Koorpartij-oefening

Koorpartij-Oefening
Koorpartij-oefening
Koorpartij-oefening
Koorpartij-oefening.nl
Ga naar de inhoud
Bach - Cantata BWV 169 "Gott Soll Allein Mein Herze Haben" (Ct.rc.: Aafje Heynis / Remastered)
Contralto: Aafje Heynis
Organ: Albert de Klerk
Netherlands Chamber Orchestra & Chorus
Conductor: Anton Van Der Horst
Toelichting:
Bach schreef zijn Cantate 169 voor 20 oktober 1726, de achttiende zondag na Trinitatis. Het is een zogeheten 'solocantate' voor de alt, waarin het vierstemmige koor slechts optreedt in het eenvoudig geharmoniseerde slotkoraal. Bach heeft de maanden daarvoor al wel vaker solocantates geschreven, maar BWV 169 is de eerste van een vrijwel aansluitende reeks van zulke cantates voor elke stem, waarmee hij het lopende kerkelijk jaar gaat besluiten; daaronder het populaire BWV 56, Ich will den Kreuzstab gerne tragen. Het op de persoonlijke vroomheid gerichte karakter van de libretti voor deze reeks solocantates kon pas in 2015 verklaard worden door de identificatie van de tekstdichter, de latere predikant Christoph Birkmann (1703-1771), die van 1724 tot 1727 in Leipzig studeerde, zong en speelde onder Bachs leiding en als piëtist te boek staat.
Terwijl de vocale bezetting van BWV 169 dus bescheiden is, is de instrumentale uitgesproken rijk: naast de gebruikelijke strijkers en continuo twee hobo's d'amore en een taille (althobo) en een obligate orgelpartij, d.w.z. het orgel (en dan vooral de rechterhand) in een solorol.
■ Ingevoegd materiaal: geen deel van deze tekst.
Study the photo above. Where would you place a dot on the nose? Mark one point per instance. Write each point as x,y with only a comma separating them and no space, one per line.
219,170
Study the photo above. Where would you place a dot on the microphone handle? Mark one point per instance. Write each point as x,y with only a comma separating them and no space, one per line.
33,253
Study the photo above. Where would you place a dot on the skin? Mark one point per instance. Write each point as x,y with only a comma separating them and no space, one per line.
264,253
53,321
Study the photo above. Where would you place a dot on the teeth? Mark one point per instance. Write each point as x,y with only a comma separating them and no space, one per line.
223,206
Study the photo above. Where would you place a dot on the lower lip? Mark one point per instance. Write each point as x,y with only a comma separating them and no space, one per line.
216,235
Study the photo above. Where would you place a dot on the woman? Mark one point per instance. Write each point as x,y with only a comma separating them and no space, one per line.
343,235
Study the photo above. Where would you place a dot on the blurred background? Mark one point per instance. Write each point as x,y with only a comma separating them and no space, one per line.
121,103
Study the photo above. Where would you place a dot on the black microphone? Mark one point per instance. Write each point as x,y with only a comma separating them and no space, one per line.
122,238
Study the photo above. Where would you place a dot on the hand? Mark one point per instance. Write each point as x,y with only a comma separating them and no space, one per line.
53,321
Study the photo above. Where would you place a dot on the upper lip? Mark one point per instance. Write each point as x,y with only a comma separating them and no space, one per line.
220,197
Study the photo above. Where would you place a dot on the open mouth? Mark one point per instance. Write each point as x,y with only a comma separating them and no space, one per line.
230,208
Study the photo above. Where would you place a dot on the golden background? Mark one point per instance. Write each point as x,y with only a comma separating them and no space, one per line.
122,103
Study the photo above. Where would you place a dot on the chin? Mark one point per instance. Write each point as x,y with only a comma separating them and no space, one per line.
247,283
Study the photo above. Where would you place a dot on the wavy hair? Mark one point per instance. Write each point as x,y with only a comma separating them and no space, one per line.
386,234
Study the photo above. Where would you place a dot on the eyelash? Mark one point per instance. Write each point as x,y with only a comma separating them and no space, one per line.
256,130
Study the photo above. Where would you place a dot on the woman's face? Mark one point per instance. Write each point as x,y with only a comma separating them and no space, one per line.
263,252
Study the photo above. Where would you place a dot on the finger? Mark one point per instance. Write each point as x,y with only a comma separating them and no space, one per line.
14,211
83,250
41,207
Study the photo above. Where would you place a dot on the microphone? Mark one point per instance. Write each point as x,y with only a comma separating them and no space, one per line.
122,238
Die rol vervult het orgel vaker in cantates uit 1726; dat Bach deze ‘orgelcantates' speciaal zou hebben gecomponeerd om zijn oudste zoon, de toen zestienjarige en podiumrijpe Wilhelm Friedemann, te lanceren is een sympathiek maar door de feiten achterhaald sprookje: Friedemann genoot dat seizoen vioollessen bij J. G. Graun in Merseburg.
De delen (1) en (5) van BWV 169, waarin - evenals in deel (3) - het orgel een markante solo speelt, bewerkte Bach tien jaar later tot de eerste twee delen van het clavecimbelconcert BWV 1053 in E-groot. Maar ook als cantatedelen zijn deze stukken niet origineel, doch bewerkingen van een verloren gegaan concert; verondersteld werd dat dit een te Köthen gecomponeerd concert betrof voor een houtblazer (fluit, hobo (d'amore)?) of een altviool, totdat Christoph Wolff in 2005 op goede gronden opperde dat het een in 1725 in de Dresdner Sophienkirche voorgedragen orgelconcert kan zijn geweest.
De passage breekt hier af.